Binge Fringe Magazine

INTERVIEW: A Digital Pint with… Sam Ipema, on Coping Mechanisms, Resilience, and Survival

Sam Ipema is the writer-performer of Dear Annie, I Hate You, returning to Edinburgh Fringe this year after an award-winning run in 2024. The show explores Sam’s real-life experiences, using immersive soundscapes, full 90s nostalgia and what she calls “a glimpse into the liminal space of the mind”. We managed to catch up with Sam for a pixelated pint to find out just what that means, and to find out more about the show.

You can catch Dear Annie, I Hate You from the 30th July to 25th August (not the 31st-3rd or 12th) at Pleasance Courtyard – Pleasance Two from 12:00 (60mins). Tickets are available through the EdFringe Online Box Office.


Jake: Hi Sam, tell us about your show’s intriguing title Dear Annie, I Hate You, and what’s inspired you to bring the story to the stage.

Sam: Hey Jake! Great to meet you. The title Dear Annie, I Hate You gets at the heart and crux of the piece — it’s an anti-love letter to something the protagonist, Sam, experienced in her 20s that she’s nicknamed “Annie” and that she blames as the reason for her life falling apart. She’s trying to make sense of it by turning it into a show, almost to prove she survived it. Of course, by the end, it becomes more of a love letter than she ever expected — and that’s part of the irony I hope the title captures.

At its core, the show is based on my life, which is what I suppose prompted me to bring it to the stage. When I was 20, I was diagnosed with a brain aneurysm which completely derailed me and the life I had.
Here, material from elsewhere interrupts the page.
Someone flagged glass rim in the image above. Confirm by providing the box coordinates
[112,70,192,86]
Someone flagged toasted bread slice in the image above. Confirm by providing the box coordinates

I not-so-fondly nicknamed it “Annie”as a coping mechanism — and the piece became a way to process what happened. It plays out across two timelines: the Sam who’s performing the story now, and the version of her who lived through it.

In terms of what inspired me — this is actually the third version of the show, and every time we’ve done it, the purpose has shifted. When we premiered at Fringe last year, it felt like an uplifting story about resilience. But since then, the team and I have done a lot of digging — trying to understand what the real reason for telling this story is. And I think this version is the closest we’ve come.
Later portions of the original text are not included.